Hey Trixie! I can see where cup measurements are easier. In a sense, the recipe has already "converted" the weight to a volume. Although, I usually bite the bullet and weigh the ingredients when I'm baking.

I work in a technical field and the metric system is sooo much easier.

And you are absolutely right about Fahrenheit. I once spent some time in New Zealand and when I overheard New Zealanders talk about the weather, they would say it would be (for example) a high of 14. And then discuss whether that's a cool 14 or a warm 14??

It's good to hear another perspective.


----------



## Trixie (Apr 13, 2011)

Princess Dollie said:


> Hey Trixie! I can see where cup measurements are easier. In a sense, the recipe has already "converted" the weight to a volume. Although, I usually bite the bullet and weigh the ingredients when I'm baking.
> 
> I work in a technical field and the metric system is sooo much easier.
> 
> ...


Oh PD, I've always wanted to go to New Zealand! Did you enjoy it there?


----------



## littlestitches (Dec 28, 2009)

As a Canadian moving to the US, I am a bit afraid of the differences. I do my baking and cooking in imperial, I know my weight in imperial, but everything else is metric. When we on our house hunting trip and I had to read the directions, all I could think of was 1 mile is equal to 1.6 kms, so a quarter mile is about 400 meters, I have a good idea visually what 100 meters are. It is really hard to convert your usual mind estimates from one system to another. And not having coloured money is going to be strange.....

I hope I never have to go into a gas station to pay for my gas and ask for directions, I will look like an idiot, slowly counting my money and then looking dumb as I try to convert everything to metric.

Paula


----------



## fjm (Jun 4, 2010)

Just to make it more complicated, I believe the US pint is 16 fl oz, whereas an imperial pint is 20 - so even gallons are different, littlestitches!


----------



## Princess Dollie (Jan 15, 2011)

Trixie said:


> Oh PD, I've always wanted to go to New Zealand! Did you enjoy it there?
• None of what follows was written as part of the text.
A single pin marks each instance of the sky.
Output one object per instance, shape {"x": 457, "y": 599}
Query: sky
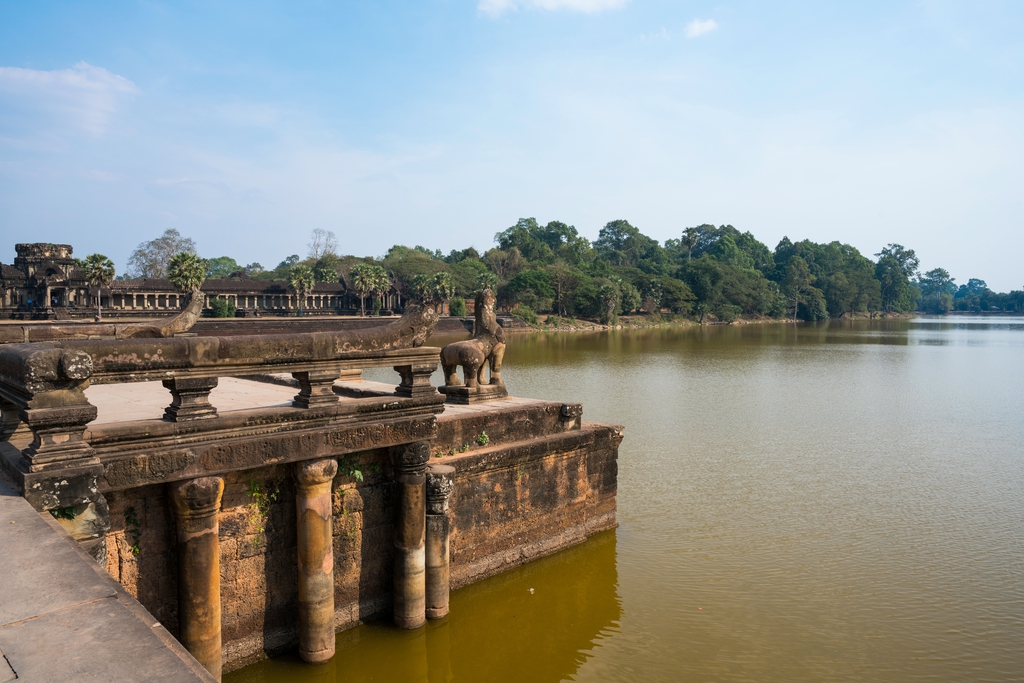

Loved it! The flora and fauna is amazing. Beware of the Kea birds! Someday I want to go back and maybe go on to Australia.


----------



## Trixie (Apr 13, 2011)

littlestitches said:


> As a Canadian moving to the US, I am a bit afraid of the differences. I do my baking and cooking in imperial, I know my weight in imperial, but everything else is metric. When we on our house hunting trip and I had to read the directions, all I could think of was 1 mile is equal to 1.6 kms, so a quarter mile is about 400 meters, I have a good idea visually what 100 meters are. It is really hard to convert your usual mind estimates from one system to another. And not having coloured money is going to be strange.....
> 
> I hope I never have to go into a gas station to pay for my gas and ask for directions, I will look like an idiot, slowly counting my money and then looking dumb as I try to convert everything to metric.
> 
> Paula


I bet you'll get used to it pretty fast  I think it does take time of being totally submersed in the other system, though. I helps that my husband is American, I guess. Btw, he occasionally posts on this account too, so if I end up contradicting myself in the future somehow, it's probably him.


----------



## cliffdweller (Jan 31, 2011)

I make beef jerky for Rain. Get a lean cut of beef; slice thin; place slices on a rack; cook at ~350 for ~ 20 - 40 min (depending on size of strips-- you want to get the meat to this temperature), turn off oven & crack door slightly (just enough to let moisture out --just a tiny crack); let beef strips remain in oven for several hours or until oven is cool (if you wish). I do alot of this at once and freeze it. I cut the jerky into very small pieces for training and carry it in a small baggie, in my pocket.


----------



## katbrat (May 8, 2011)

I just found this thread as I am searching for dog training treats for the obedience class Lexi and I am starting this Wednesday. For the baked liver treats, could I use brown rice and would the measurements be the same?


----------



## fjm (Jun 4, 2010)

Same amount of rice, but it may need to be simmered for longer. The only time I gave mine brown rice it came out as whole as it went in ... I tend to use short grain (risotto or pudding rice), as it cooks down to a mush more easily.


----------